18. Il résulte de ce qui précède, et sans qu’il soit besoin de statuer sur l’autre moyen de la requête, que la décision attaquée doit être annulée.
Sur les conclusions aux fins d’injonction et d’astreinte :
19. Le présent jugement qui annule uniquement l’arrêté du 15 octobre 2024 du préfet du Finistère en tant qu’il fait interdiction à M. B de retourner sur le territoire français pendant deux ans, implique seulement que le signalement dont l’intéressé a fait l’objet dans le système d’information Schengen soit effacé. Il y a lieu, par application des dispositions de l’article L. 911-1 du code de justice administrative, d’enjoindre au préfet de procéder à cette modification dans le délai d’un mois à compter de la notification du présent jugement.
Sur les frais liés au litige :
20. Les dispositions de l’article L. 761-1 du code de justice administrative font obstacle à ce que l’État qui n’a pas la qualité de partie perdante au principal verse à M. B une somme au titre des frais exposés par lui et non compris dans les dépens.
D É C I D E :
Article 1er : M. B est admis au bénéfice de l’aide juridictionnelle à titre provisoire.
Article 2 : La décision du 15 octobre 2024 du préfet du Finistère faisant interdiction à M. B de retourner sur le territoire français pendant deux ans est annulée.
Article 3 : Il est fait injonction au préfet du Finistère de procéder à l’effacement du signalement dont M. B a fait l’objet dans le système d’information Schengen dans un délai d’un mois à compter du présent jugement.

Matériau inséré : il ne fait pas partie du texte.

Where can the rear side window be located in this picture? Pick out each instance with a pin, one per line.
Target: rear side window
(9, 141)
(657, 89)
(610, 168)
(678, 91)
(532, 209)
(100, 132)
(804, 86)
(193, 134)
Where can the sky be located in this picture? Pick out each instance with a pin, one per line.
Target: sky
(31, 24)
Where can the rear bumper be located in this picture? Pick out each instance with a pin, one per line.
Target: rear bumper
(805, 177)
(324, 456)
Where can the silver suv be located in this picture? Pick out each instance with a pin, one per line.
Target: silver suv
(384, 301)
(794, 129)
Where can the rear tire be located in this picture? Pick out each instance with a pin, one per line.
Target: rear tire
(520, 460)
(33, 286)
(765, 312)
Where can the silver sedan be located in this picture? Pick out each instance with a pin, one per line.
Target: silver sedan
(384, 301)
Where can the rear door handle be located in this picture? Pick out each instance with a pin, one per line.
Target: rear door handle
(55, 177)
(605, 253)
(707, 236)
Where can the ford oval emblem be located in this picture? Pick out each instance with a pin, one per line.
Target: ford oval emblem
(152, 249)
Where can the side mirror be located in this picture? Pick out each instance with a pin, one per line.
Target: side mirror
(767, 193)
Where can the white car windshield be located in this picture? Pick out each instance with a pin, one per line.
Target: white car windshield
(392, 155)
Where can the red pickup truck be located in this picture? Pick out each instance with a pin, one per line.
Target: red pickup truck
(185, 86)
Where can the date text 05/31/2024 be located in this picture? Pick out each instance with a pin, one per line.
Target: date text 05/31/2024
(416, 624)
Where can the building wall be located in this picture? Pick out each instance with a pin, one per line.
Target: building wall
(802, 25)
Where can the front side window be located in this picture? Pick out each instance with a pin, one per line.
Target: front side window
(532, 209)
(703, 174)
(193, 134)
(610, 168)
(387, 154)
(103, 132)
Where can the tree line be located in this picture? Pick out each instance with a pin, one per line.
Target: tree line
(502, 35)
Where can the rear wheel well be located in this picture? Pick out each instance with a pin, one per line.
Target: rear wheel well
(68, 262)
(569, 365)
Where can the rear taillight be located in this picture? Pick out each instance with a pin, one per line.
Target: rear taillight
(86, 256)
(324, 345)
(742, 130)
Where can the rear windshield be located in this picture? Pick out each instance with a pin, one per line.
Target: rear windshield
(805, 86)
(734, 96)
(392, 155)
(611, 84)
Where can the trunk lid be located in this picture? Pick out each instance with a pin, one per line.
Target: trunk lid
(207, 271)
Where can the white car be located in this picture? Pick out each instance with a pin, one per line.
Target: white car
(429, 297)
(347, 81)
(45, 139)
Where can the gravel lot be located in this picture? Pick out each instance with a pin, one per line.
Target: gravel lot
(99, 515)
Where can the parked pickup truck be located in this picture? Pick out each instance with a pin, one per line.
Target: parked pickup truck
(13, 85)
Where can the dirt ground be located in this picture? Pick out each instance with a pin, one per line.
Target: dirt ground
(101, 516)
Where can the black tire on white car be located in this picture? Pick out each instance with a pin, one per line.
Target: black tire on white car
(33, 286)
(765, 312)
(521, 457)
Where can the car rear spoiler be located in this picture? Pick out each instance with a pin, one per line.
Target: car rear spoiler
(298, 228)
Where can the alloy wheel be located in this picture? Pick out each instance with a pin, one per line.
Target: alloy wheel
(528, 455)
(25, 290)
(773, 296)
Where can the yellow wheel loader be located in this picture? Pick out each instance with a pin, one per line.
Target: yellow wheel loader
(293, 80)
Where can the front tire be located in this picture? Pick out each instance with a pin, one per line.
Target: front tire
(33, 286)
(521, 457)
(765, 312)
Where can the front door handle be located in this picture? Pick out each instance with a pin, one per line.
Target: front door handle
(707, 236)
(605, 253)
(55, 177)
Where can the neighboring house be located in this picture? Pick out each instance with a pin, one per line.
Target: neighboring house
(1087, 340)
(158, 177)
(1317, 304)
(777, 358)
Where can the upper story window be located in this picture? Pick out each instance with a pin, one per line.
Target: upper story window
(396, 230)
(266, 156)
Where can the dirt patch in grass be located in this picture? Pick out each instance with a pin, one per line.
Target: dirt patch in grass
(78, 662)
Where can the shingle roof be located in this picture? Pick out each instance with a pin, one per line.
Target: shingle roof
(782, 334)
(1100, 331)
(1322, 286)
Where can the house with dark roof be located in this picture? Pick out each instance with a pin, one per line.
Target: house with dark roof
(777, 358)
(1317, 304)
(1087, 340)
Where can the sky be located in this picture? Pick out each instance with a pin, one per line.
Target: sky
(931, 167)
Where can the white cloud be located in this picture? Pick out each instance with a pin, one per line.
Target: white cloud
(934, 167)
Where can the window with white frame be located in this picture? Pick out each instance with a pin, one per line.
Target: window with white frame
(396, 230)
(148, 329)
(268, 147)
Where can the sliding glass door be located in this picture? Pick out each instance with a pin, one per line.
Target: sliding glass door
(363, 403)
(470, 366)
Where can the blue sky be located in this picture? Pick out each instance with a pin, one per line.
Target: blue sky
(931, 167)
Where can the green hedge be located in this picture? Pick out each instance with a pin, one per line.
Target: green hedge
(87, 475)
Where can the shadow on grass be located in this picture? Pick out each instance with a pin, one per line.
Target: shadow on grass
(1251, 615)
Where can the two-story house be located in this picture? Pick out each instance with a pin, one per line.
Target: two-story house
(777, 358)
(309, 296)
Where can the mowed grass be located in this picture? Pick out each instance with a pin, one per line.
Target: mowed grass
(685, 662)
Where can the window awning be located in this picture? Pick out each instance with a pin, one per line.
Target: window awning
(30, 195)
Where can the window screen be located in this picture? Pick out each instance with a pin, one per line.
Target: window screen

Article 4 : Le surplus de la requête de M. B est rejeté.
Article 5 : Le présent jugement sera notifié à M. A B et au préfet du Finistère.
Délibéré après l’audience du 16 janvier 2025, à laquelle siégeaient :
M. Berthon, président,
Mme Thalabard, première conseillère,
Mme Pellerin, première conseillère.
Rendu public par mise à disposition au greffe le 30 janvier 2025.
La rapporteure,
signé
C. Pellerin
Le président,
signé
E. BerthonLa greffière d’audience,
signé
J. Jubault
La République mande et ordonne au préfet du Finistère en ce qui le concerne ou à tous commissaires de justice à ce requis en ce qui concerne les voies de droit commun, contre les parties privées, de pourvoir à l’exécution de la présente décision.